Serum levels of GPER -1 in euthymic bipolar patients
Received 5 December 2017
Accepted for publication 19 February 2018
Published 26 March 2018 Volume 2018:14 Pages 855—862
Checked for plagiarism Yes
Review by Single-blind
Peer reviewer comments 2
Editor who approved publication: Dr Roger Pinder
Fatma Özlem Orhan,1 Ergül Belge Kurutaş,2 Adem Doğaner,3 Ebru Türker,1 Safiye Şeyma Taner Özcü,4 Meltem Güngör,5 Seyfettin Çakmak1
1Department of Psychiatry, Faculty of Medicine, Kahramanmaraş Sütçüimam University, Kahramanmaras, Turkey; 2Department of Biochemistry, Faculty of Medicine, Kahramanmaraş Sütçüimam University, Kahramanmaras, Turkey; 3Department of Biostatistics and Medical Informatics, Faculty of Medicine, Kahramanmaraş Sütçüimam University, Kahramanmaras, Turkey; 4Department of Bioengineering, Institute of Science, Kahramanmaraş Sütçüimam University, Kahramanmaras, Turkey; 5Vocational High School, Toros University, Mersin, Turkey
Introduction: Estrogen and its receptors have been suggested as playing a role in the pathogenesis of bipolar disorder (BD). Estrogen functions through the estrogen receptors alpha and beta and the recently discovered G-protein–coupled estrogen receptor-1 (GPER-1). The aim of this study was to evaluate serum GPER-1 levels in euthymic BD patients.
Patients and methods: The study population consisted of 38 euthymic outpatients meeting the criteria for BD in the Diagnostic and Statistical Manual of Mental Disorders, Fifth Edition and 35 age- and gender-matched healthy controls. Medical histories were obtained and physical examinations and laboratory tests conducted.
Results: Serum GPER-1 levels were measured in both patients and controls and found to be significantly higher in the BD patients than in controls. These results were not influenced by the medications in use.
Conclusion: The results of this study demonstrated that GPER-1 may play a role in BD pathophysiology.

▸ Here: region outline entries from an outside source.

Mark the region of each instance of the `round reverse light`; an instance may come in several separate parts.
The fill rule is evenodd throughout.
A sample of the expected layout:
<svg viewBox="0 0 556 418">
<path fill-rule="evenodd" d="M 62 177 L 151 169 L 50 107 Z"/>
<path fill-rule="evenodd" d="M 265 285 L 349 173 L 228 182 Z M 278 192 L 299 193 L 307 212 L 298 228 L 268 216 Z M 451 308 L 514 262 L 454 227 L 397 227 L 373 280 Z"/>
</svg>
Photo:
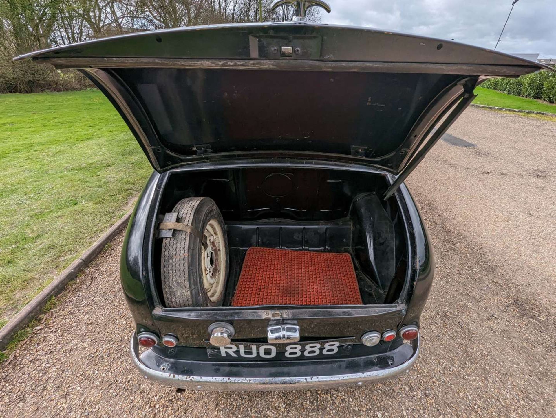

Keywords: estrogen receptor, sex hormones, GPER-1, bipolar, euthymic
Bipolar disorder (BD) is a severe, recurrent mood disorder that affects millions of people worldwide, yet the etiology of the illness remains unclear.1,2 It has been found that some women with BD are more vulnerable to developing mood instability during periods of hormone fluctuation. It appears that reproductive events and hormonal treatments may affect the course of BD in women.3 There is a robust relationship between gonadal hormones, including estrogens, and mood disorders in women.4 There are some gender differences in patients with BD, even though the results are conflicting. The gender differences support further investigation of the possible interaction between BD and reproduction-related hormonal changes, particularly changes in the main female sex hormone estrogen.3 Although the role of estrogen in cycle-dependent mood disorders such as premenstrual syndrome or postpartum and menopausal depressive disorders is not entirely clear,5,6 a broad range of interactions with neuronal signaling has been demonstrated.7 However, the role of estrogen in BD patients is not fully understood.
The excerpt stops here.